Satires and Profanities
George Foote
James Thomson
G.В W. Foote
Satires and Profanities
PREFACE
Believing as I do that James Thomson is, since Shelley, the most brilliant genius who has wielded a pen in the service of Freethought, I take a natural pride and pleasure in rescuing the following articles from burial in the great mausoleum of the periodical press. There will doubtless be a diversity of opinion as to their value. One critic, for instance, has called “The Story of a Famous Old Jewish Firm” a witless squib; but, on the other hand, the late Professor Clifford considered it a piece of exquisite mordant satire worthy of Swift. Such differences are inevitable from the very nature of the subject. Satire, more than any other form of composition, rouses antipathy where it does not command applause; and the greater the satire, the more intense are the feelings it excites.
But which side, it may be inquired, is likely to be the best judge? Surely the friendly one. Sympathy is requisite to insight, as Carlyle says; while hostility blinds us to a thousand virtues and beauties. I am aware that many will take objection to the employment of satire at all, whether good or bad, on religious topics; but this seems to me preposterous, and I should readily answer it, if Thomson had not done so himself in the most vigorous and triumphant manner.
Nearly all the pieces in this volume appeared originally in the National Reformer or the Secularist. I have attempted no arrangement of them, not even a chronological one; the compositor has shuffled them at his own sweet will. All I have done, besides collecting them and carefully reading the proofs, is to indicate in each case the year of first publication; and I think the reader will approve this plan as both modest and sensible.
I am much mistaken if this volume does not become a well-prized treasure to many Freethinkers; that it will ever be valued by the general public I dare not hope. Yet the number of its admirers will increase with the growth of a healthy scepticism. It will not fall like a bombshell among ordinary readers, who serenely ignore the most terrible mental explosives, and render them comparatively innocuous by mere force of neglect; but it will startle and stimulate some minds, and in time its influence will extend to many more.
What value Thomson placed on these pieces it is difficult to decide. “Working off the talent,” he once remarked when I mentioned them. But the fact remains that he allowed one or two of them to be reprinted as pamphlets before any of his poems were collected in a volume. He naturally cared more for his poems than for his prose. What poet ever did the contrary? But even for these he cared little, except “The City of Dreadful Night” and a few others, which expressed his profoundest convictions.

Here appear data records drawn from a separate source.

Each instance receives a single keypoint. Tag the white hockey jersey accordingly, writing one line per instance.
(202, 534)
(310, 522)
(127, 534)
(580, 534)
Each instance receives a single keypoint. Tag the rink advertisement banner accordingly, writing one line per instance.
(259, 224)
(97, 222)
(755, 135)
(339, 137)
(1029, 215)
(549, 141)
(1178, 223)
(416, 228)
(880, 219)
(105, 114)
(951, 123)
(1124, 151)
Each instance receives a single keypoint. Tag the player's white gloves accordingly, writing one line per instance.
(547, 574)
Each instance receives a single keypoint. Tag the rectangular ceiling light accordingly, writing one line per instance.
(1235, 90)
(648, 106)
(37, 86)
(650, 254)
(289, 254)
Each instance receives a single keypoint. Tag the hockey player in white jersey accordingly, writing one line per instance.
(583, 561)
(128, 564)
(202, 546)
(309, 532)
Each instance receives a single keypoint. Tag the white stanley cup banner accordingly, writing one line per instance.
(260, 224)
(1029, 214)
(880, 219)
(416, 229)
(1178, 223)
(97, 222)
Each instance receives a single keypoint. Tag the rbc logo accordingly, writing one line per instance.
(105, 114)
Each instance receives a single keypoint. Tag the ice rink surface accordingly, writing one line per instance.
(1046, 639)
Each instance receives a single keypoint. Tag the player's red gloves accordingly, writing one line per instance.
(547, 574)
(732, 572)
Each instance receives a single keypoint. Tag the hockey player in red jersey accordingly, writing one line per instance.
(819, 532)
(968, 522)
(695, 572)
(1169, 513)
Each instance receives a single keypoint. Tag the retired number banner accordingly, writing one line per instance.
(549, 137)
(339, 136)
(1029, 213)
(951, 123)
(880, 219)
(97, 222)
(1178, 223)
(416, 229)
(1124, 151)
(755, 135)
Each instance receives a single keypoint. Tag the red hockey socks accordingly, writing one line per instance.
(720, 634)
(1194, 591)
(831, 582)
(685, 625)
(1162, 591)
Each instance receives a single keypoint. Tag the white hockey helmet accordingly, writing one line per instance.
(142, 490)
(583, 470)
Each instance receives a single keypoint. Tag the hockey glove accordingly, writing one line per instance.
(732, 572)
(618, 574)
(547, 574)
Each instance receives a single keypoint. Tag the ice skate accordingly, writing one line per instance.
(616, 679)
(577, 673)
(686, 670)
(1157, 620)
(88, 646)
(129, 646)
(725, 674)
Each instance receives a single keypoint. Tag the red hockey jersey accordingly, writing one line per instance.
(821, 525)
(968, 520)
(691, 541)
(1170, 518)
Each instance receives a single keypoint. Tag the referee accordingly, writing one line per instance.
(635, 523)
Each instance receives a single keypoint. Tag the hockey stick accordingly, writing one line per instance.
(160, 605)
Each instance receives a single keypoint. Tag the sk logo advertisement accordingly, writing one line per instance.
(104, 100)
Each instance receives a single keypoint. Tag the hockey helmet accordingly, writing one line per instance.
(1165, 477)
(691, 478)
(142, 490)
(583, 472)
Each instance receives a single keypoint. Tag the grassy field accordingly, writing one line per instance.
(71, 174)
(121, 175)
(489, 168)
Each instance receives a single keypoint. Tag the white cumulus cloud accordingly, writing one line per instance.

There were several articles in his “Essays and Phantasies” that proved Thomson to be a born satirist as well as a born poet; notably “Proposals for the Speedy Extinction of Evil and Misery,” a tremendous display of sustained irony, to my mind unsurpassed even by Swift at his greatest, and with a poetic grandeur quite beyond him. The contents of this volume show marks of the same strong hand. There is never, perhaps, so continuous an exertion of power; but there is more versatility, more freedom, and often more abandon. I fancy, too, there is more rapidity and suppleness, and I am sure there is more mirth.
Thomson’s satire was always bitterest, or at any rate most trenchant, when it dealt with Religion, which he considered a disease of the mind, engendered by folly and fostered by ignorance and vanity. He saw that spiritual superstition not only diverts men from Truth, but induces a slavish stupidity of mind, and prepares the way for every form of political and social injustice. He was an Atheist first and a Republican afterwards. He derided the idea of making a true Republic of a population besotted with religion, paralysed by creeds cringing to the agents of their servitude, and clinging to the chains that enthral them.